“One day during that time I received, about noon, an order by telegraph from General Nebe to proceed to Berlin immediately, to be entrusted with a confidential order. Arriving in Berlin on the evening of that day, I reported to General Nebe at his office, Wendischer Markt 5-7. I gave him a condensed report on the position of the matter at that time. He then showed me a teletype order signed by Kaltenbrunner, to the effect that, in conformity with the Führer’s explicit and personal order, more than half of the officers who escaped from Sagan were to be shot when recaptured. General Nebe himself seemed shocked at this order. He was deeply worried. I heard later that he did not go to bed that night, but spent the night on his sofa in his office. I myself was likewise shocked at this frightful step which was to be taken, and refused to carry it out. I said it violated rules of war and undoubtedly was bound to result in reprisal measures against those of our own officers who were in English camps as prisoners of war, and that I flatly refused to take any responsibility in the matter.

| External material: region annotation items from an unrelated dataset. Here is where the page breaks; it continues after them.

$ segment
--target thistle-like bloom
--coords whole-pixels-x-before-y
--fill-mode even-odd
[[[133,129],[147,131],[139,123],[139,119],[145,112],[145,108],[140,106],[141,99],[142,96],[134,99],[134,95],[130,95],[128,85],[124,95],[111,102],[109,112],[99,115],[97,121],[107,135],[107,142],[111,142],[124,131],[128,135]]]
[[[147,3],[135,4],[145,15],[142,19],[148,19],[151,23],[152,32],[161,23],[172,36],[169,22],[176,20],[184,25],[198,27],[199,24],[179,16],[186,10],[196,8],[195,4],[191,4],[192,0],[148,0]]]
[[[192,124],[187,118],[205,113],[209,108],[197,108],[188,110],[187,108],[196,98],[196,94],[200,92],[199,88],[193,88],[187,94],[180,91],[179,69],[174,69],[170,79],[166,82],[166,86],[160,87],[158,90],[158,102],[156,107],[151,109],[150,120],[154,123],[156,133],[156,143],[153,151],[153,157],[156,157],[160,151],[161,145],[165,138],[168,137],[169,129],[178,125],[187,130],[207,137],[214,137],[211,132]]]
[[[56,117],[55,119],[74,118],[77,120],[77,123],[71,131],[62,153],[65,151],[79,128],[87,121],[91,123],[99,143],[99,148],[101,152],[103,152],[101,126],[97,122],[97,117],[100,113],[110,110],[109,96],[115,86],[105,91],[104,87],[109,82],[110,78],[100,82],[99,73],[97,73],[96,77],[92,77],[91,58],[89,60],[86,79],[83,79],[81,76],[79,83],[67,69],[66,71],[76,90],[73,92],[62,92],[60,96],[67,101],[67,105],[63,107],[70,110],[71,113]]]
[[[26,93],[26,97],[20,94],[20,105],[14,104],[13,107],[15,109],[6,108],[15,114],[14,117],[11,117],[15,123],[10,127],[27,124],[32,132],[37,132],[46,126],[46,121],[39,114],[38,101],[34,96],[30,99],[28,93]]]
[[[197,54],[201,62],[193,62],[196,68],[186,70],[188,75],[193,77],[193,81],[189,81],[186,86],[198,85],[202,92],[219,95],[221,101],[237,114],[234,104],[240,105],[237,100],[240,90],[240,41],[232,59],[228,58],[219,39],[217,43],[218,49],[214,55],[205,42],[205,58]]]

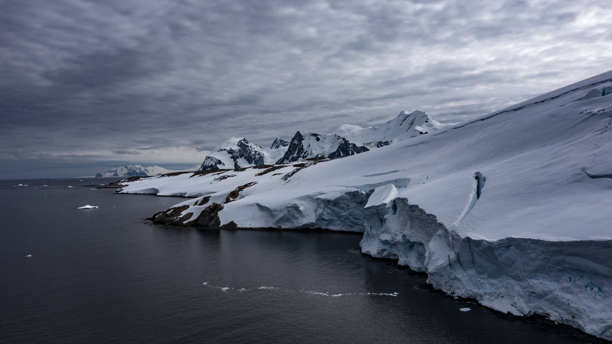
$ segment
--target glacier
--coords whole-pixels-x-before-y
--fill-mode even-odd
[[[612,71],[340,159],[174,174],[119,192],[191,197],[158,223],[362,232],[363,253],[426,273],[436,289],[612,340],[611,90]]]

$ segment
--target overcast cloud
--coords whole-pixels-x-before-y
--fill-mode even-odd
[[[0,178],[460,122],[609,70],[597,1],[0,0]]]

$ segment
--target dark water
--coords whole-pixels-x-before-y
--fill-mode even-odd
[[[182,199],[80,186],[110,181],[0,181],[0,342],[577,341],[419,288],[360,235],[165,228],[143,219]]]

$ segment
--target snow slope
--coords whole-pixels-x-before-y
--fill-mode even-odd
[[[611,90],[612,71],[343,159],[121,192],[198,197],[156,215],[165,223],[364,232],[362,252],[436,288],[612,339]]]

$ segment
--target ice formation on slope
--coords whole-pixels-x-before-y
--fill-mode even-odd
[[[436,288],[612,339],[610,89],[612,71],[343,159],[122,192],[196,197],[157,215],[179,224],[364,231]]]

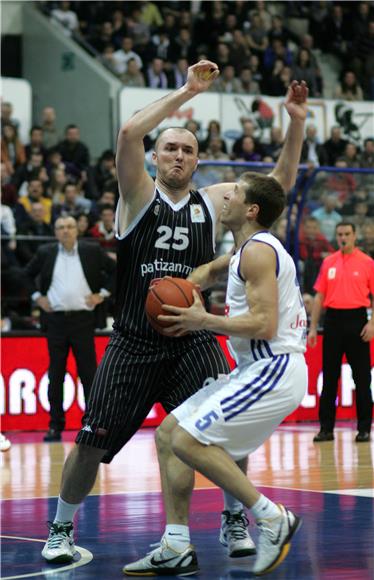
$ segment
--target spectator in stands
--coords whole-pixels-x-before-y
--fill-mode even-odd
[[[43,161],[46,160],[47,150],[43,145],[43,129],[39,125],[34,125],[30,129],[30,143],[25,147],[27,160],[30,159],[32,153],[40,153]]]
[[[113,54],[115,62],[115,72],[122,75],[127,71],[127,63],[130,58],[136,60],[139,70],[143,68],[143,62],[140,56],[133,50],[134,41],[130,36],[124,36],[121,43],[121,48],[116,50]]]
[[[305,80],[309,86],[309,94],[311,97],[319,97],[317,85],[317,75],[315,67],[312,63],[310,51],[306,48],[301,48],[296,56],[295,62],[292,65],[292,80]]]
[[[52,199],[53,205],[59,205],[64,201],[65,185],[68,177],[65,173],[65,168],[52,169],[51,179],[49,182],[48,194]]]
[[[335,163],[335,167],[346,169],[347,162],[345,159],[339,157]],[[331,173],[327,178],[327,188],[338,193],[340,206],[354,193],[357,183],[352,173]]]
[[[151,89],[167,89],[168,78],[164,70],[164,61],[161,58],[153,58],[145,73],[147,87]]]
[[[19,200],[27,213],[30,215],[32,204],[39,202],[44,208],[44,221],[46,224],[51,223],[52,201],[43,196],[43,184],[40,179],[32,178],[28,183],[27,195]]]
[[[26,267],[32,299],[41,309],[49,352],[50,422],[44,441],[61,441],[65,428],[63,384],[70,347],[87,401],[96,370],[94,308],[111,291],[109,277],[115,268],[97,245],[77,241],[73,217],[55,224],[57,243],[39,248]],[[69,272],[69,276],[66,276]],[[103,275],[107,282],[103,283]],[[39,289],[36,285],[39,280]],[[40,290],[40,291],[39,291]]]
[[[212,138],[216,138],[220,140],[220,148],[223,153],[227,153],[226,142],[221,136],[221,125],[219,121],[212,119],[208,123],[207,128],[207,136],[206,138],[200,142],[200,151],[203,153],[209,148],[209,144]]]
[[[170,88],[179,89],[187,80],[188,60],[186,58],[178,58],[177,62],[172,66],[169,74]]]
[[[235,67],[236,72],[243,70],[243,63],[249,61],[251,51],[249,50],[244,32],[239,28],[233,31],[233,40],[230,43],[230,62]]]
[[[90,229],[93,238],[99,240],[101,247],[108,256],[117,258],[117,239],[114,229],[114,209],[111,205],[102,205],[99,209],[99,221]]]
[[[164,20],[155,2],[143,0],[140,4],[142,22],[147,24],[151,29],[163,25]]]
[[[342,157],[348,141],[342,139],[342,131],[339,125],[331,127],[330,138],[325,141],[323,147],[327,155],[327,165],[333,167],[339,157]]]
[[[272,127],[270,129],[270,142],[263,145],[264,155],[270,156],[273,161],[276,161],[282,150],[283,141],[282,129],[280,127]]]
[[[251,27],[246,36],[251,52],[261,58],[268,46],[269,40],[266,28],[258,12],[252,12]]]
[[[45,207],[39,201],[32,202],[29,212],[29,220],[24,222],[17,231],[18,235],[30,236],[30,240],[19,240],[17,242],[16,256],[21,266],[26,266],[42,244],[48,238],[53,237],[53,228],[45,222]],[[33,240],[33,236],[46,238],[46,240]]]
[[[333,4],[325,22],[325,48],[344,61],[351,36],[350,23],[344,16],[343,7]]]
[[[56,126],[56,112],[53,107],[44,107],[41,128],[43,130],[43,146],[50,150],[56,147],[60,138]]]
[[[326,152],[323,145],[318,143],[317,127],[315,125],[308,125],[305,133],[306,136],[301,151],[301,163],[309,162],[314,167],[326,165]]]
[[[249,66],[244,66],[239,75],[240,89],[239,93],[244,95],[259,95],[261,93],[260,85],[253,80],[252,71]]]
[[[235,76],[235,68],[232,64],[226,64],[220,76],[212,84],[212,90],[219,93],[240,93],[242,84]]]
[[[97,59],[108,68],[112,73],[119,76],[117,73],[117,61],[114,56],[115,49],[113,44],[107,44],[103,52],[97,57]]]
[[[347,163],[347,167],[360,167],[360,156],[357,145],[354,143],[347,143],[343,158]]]
[[[105,188],[111,189],[113,184],[116,185],[115,155],[111,149],[103,151],[94,167],[93,176],[100,195]]]
[[[68,182],[65,184],[63,192],[64,199],[62,203],[54,205],[52,208],[53,222],[62,216],[74,216],[81,211],[90,211],[91,200],[86,199],[80,194],[78,185]]]
[[[80,212],[75,216],[78,229],[78,238],[92,238],[90,229],[92,227],[90,216],[85,212]]]
[[[179,33],[174,39],[174,61],[179,58],[185,58],[188,62],[195,62],[196,47],[193,42],[191,31],[186,26],[179,28]]]
[[[76,13],[70,9],[71,2],[62,0],[58,7],[51,12],[52,21],[58,22],[65,30],[68,36],[73,32],[79,31],[79,21]]]
[[[241,125],[242,125],[242,135],[240,137],[238,137],[238,139],[236,139],[234,141],[234,144],[232,146],[232,159],[238,159],[242,153],[242,145],[243,145],[243,139],[245,137],[252,137],[254,138],[254,134],[255,134],[255,124],[251,119],[242,117],[240,119]]]
[[[1,126],[13,125],[18,131],[19,121],[13,117],[13,105],[9,101],[1,101]]]
[[[374,139],[368,137],[364,141],[364,150],[360,155],[360,167],[374,168]]]
[[[143,73],[134,58],[130,58],[127,62],[127,70],[121,75],[121,81],[126,87],[145,87]]]
[[[354,205],[354,213],[348,218],[348,221],[356,227],[356,236],[359,242],[363,238],[362,228],[373,221],[372,217],[369,217],[370,213],[370,206],[367,201],[357,201]]]
[[[242,140],[242,148],[236,161],[261,161],[261,154],[256,150],[256,142],[249,135]]]
[[[12,175],[25,161],[25,148],[18,138],[17,129],[5,123],[1,127],[1,163],[5,164],[7,172]]]
[[[103,53],[108,44],[113,44],[113,24],[110,20],[101,23],[98,33],[89,38],[90,44],[97,52]]]
[[[362,226],[360,249],[371,258],[374,258],[374,223],[372,221],[370,224]]]
[[[271,76],[264,80],[266,92],[272,97],[284,95],[286,87],[290,85],[292,71],[290,67],[284,66],[283,60],[277,58],[271,71]]]
[[[77,125],[68,125],[65,129],[65,139],[58,145],[63,161],[72,163],[82,171],[90,164],[88,147],[80,141],[80,132]]]
[[[272,70],[274,63],[280,59],[285,66],[292,65],[292,53],[285,44],[278,38],[275,38],[271,45],[267,47],[264,53],[265,70]]]
[[[347,70],[343,73],[343,78],[335,89],[334,98],[344,99],[345,101],[363,100],[364,93],[353,71]]]
[[[335,239],[335,228],[342,221],[342,216],[336,211],[338,206],[337,196],[333,193],[325,193],[322,198],[322,207],[312,212],[312,217],[319,223],[322,234],[329,242]]]
[[[252,79],[258,83],[260,90],[263,86],[264,77],[260,67],[260,59],[258,58],[257,54],[251,54],[249,57],[248,66],[251,69]],[[284,94],[284,93],[283,93]]]
[[[314,294],[313,286],[322,260],[333,251],[333,246],[320,232],[319,221],[312,216],[306,217],[299,233],[299,257],[303,264],[303,292]]]

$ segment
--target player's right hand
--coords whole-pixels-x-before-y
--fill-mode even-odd
[[[194,93],[206,91],[219,76],[219,68],[215,62],[200,60],[188,68],[185,87]]]

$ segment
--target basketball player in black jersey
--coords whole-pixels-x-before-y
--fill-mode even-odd
[[[156,182],[144,169],[143,137],[184,103],[206,91],[218,76],[217,65],[200,61],[188,70],[186,84],[136,113],[121,128],[117,147],[120,201],[116,227],[119,238],[117,317],[105,355],[97,370],[91,397],[62,475],[57,512],[42,551],[49,562],[73,559],[73,517],[92,489],[100,462],[109,463],[139,429],[156,402],[167,412],[195,393],[208,377],[228,372],[228,364],[215,337],[205,331],[173,339],[157,334],[147,323],[144,304],[149,283],[165,275],[188,277],[212,260],[214,226],[232,187],[223,183],[204,191],[191,191],[198,164],[198,143],[185,129],[167,129],[158,137],[153,162]],[[293,83],[287,102],[300,99]],[[290,112],[290,111],[289,111]],[[293,120],[283,152],[272,175],[288,191],[294,183],[298,142],[303,127]],[[167,522],[188,534],[187,505],[193,472],[169,452],[168,434],[158,439],[158,453]],[[245,469],[245,465],[241,466]],[[174,497],[180,501],[175,502]],[[254,552],[242,506],[226,496],[222,543],[228,543],[230,526],[239,540],[240,554]],[[230,514],[234,512],[233,514]],[[168,530],[167,530],[168,533]],[[240,544],[240,542],[242,542]],[[229,545],[231,552],[235,545]],[[175,572],[178,573],[178,572]]]

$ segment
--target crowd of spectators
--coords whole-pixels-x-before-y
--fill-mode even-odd
[[[206,57],[221,69],[212,91],[282,96],[290,80],[304,79],[310,96],[323,97],[323,53],[338,59],[335,97],[374,99],[371,2],[39,4],[126,86],[178,88],[188,63]]]
[[[312,95],[317,96],[323,94],[323,79],[313,51],[316,46],[333,52],[345,64],[352,63],[336,89],[337,96],[344,99],[370,96],[370,83],[361,82],[363,75],[370,79],[365,68],[370,55],[365,50],[369,50],[370,30],[374,26],[367,2],[40,4],[68,34],[90,42],[99,58],[129,86],[181,86],[188,65],[207,56],[222,71],[213,90],[283,96],[292,78],[303,78],[308,81]],[[313,12],[309,4],[314,8],[318,4],[319,9]],[[305,19],[308,34],[295,36],[289,26],[291,18]],[[340,38],[339,43],[336,38]],[[367,62],[360,60],[365,54]],[[54,239],[54,222],[58,217],[73,215],[79,236],[101,243],[109,256],[116,259],[114,215],[118,183],[114,152],[106,150],[98,159],[92,159],[79,126],[72,123],[60,134],[51,106],[45,107],[36,121],[28,143],[22,143],[12,104],[1,103],[2,317],[10,319],[13,328],[35,327],[22,272],[39,245]],[[202,159],[275,163],[283,144],[282,129],[272,126],[264,132],[255,116],[243,117],[241,125],[241,134],[228,139],[216,119],[205,130],[194,119],[185,124],[199,141]],[[146,136],[144,145],[151,171],[150,136]],[[347,168],[374,169],[374,139],[350,141],[336,125],[331,127],[329,138],[320,142],[316,127],[309,123],[301,162],[310,171],[325,165],[343,170],[317,176],[299,230],[297,204],[290,214],[290,227],[287,228],[285,214],[275,228],[276,235],[285,243],[287,236],[291,250],[297,236],[302,289],[313,294],[315,275],[322,259],[335,248],[335,226],[342,219],[356,225],[360,247],[374,257],[373,174],[344,172]],[[202,166],[194,176],[194,185],[232,181],[240,171],[242,168]],[[219,251],[223,252],[230,243],[224,237]]]

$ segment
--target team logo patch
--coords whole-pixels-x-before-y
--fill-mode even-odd
[[[191,221],[195,223],[204,223],[205,215],[203,208],[199,203],[191,203],[190,205]]]

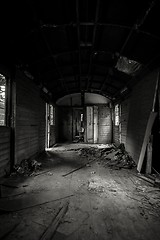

General Nebe declared that in this instance I would not be in any way responsible as the State Police was to act entirely independently, and that, after all, orders given by the Führer had to be executed without protest.
“Nebe furthermore added that naturally it was my duty to keep the matter in deepest secrecy, and that the reason for his showing me the original order was so that I would make no trouble for the State Police.”
Any comment seems superfluous. This is significant of Nebe’s personality. The trustworthiness of a person is an inseparable part of his entire personality. Information obtained from a person who for more than a decade was able to play such an abominable double role can lay no claim to credibility.
I believe that this analysis of the statements of the witness Dr. Gisevius and of the men belonging to the Gisevius group gives me the right to say that the charges made against the Defendant Keitel by the witness can be no suitable foundation for the argument of the Prosecution, namely, that the Defendant Keitel
(1) formed a circle around Hitler;
(2) had tremendous influence on the OKW and the Armed Forces;
(3) did not submit reports on atrocities and crimes to Hitler; and
(4) did not protect his subordinates, but even threatened them with the Gestapo.
Rather is it true that the real position of Keitel, however important it may have seemed to outsiders, was neither decisive nor of importance either for the total sum of events or for the basic and important decisions of Hitler. Justice can be done to the actual importance of this activity if one says that it was tremendous, because physically and spiritually it went beyond human strength; because it placed the defendant perpetually in a dilemma between his military point of view and the unbending will of Hitler to whom he was faithfully, far too faithfully, devoted. Physically it presented an almost insoluble problem, for it had no sharply defined, clear outline but called for the perpetual balancing of essential differences; the adjustment of personal sensitiveness; the “self-protection” against encroachments of the individual offices among themselves or against the OKW; clever maneuvering when Hitler, in explosive reaction to disagreeable news, wished to issue extravagant orders; the settlement of all disagreeable matters which Hitler did not wish to attend to himself.
It was a tremendously thankless task, which found only very slight compensation in the brilliant position in the immediate proximity to the head of the State, in the decorative participation in all events of what is called world history, in the representative discharge of the duties of a field marshal.